The issue of oppression versus fairness is also central to the film and to understand the climate for civil rights in the South. The film makes the black vote as central to the motivation behind the killings of the civil rights workers. In the scene at the social club, Deputy Pell makes explicit that white oppression of black votes was the key to maintaining the status quo and was at the top of the agenda for white supremacist groups such as the KKK (Mississippi Burning). The conviction was not for murder, but for civil rights violations, which means that the struggle in this film was bigger than the lives of three people and instead hinged on the rights of a whole group.

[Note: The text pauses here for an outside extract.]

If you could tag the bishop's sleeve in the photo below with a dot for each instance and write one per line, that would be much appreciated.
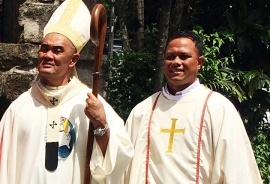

Though Mississippi Burning is very much a Hollywood production of a real event and includes its fair share of embellishment, it successfully depicts the binary oppositions at work in Southern culture during the early 1960s. These oppositions revolved around issues of black versus white culture, issues of Northern versus Southern origin, and issues of oppression versus fairness. The case of U.S. versus Cecil Price et al. was documentation of some of the last outward and aggressive protests to integration that was begun shortly after the end of the Civil War. Though racism is still present today, much the violence and struggle that occurred during the 1960s amounted to the death throes of the culture of white dominance that was founded plantation agriculture from the formation of the first colonies and states and the final acts of Reconstruction realized. The binary lives of blacks and whites were finally being integrated, and it included all of the reluctance, violence, and manifestation of good character and bad to accomplish.

Works Cited

Mississippi Burning. Dir. Alan Parker. Perf. Gene Hackman and Willem Defoe. Orion, 1989. Film.

Woodward, Comer V. The Strange Career of Jim Crowe. New York, NY: Oxford University Press, 1955. eBook.

“Mississippi Burning Trial: A Chronology” Famous Trials: U.S. vs Cecil Price et al. (“Mississippi Burning” Trial). UMKC School of Law, n.d. Web. 06 Dec. 2013.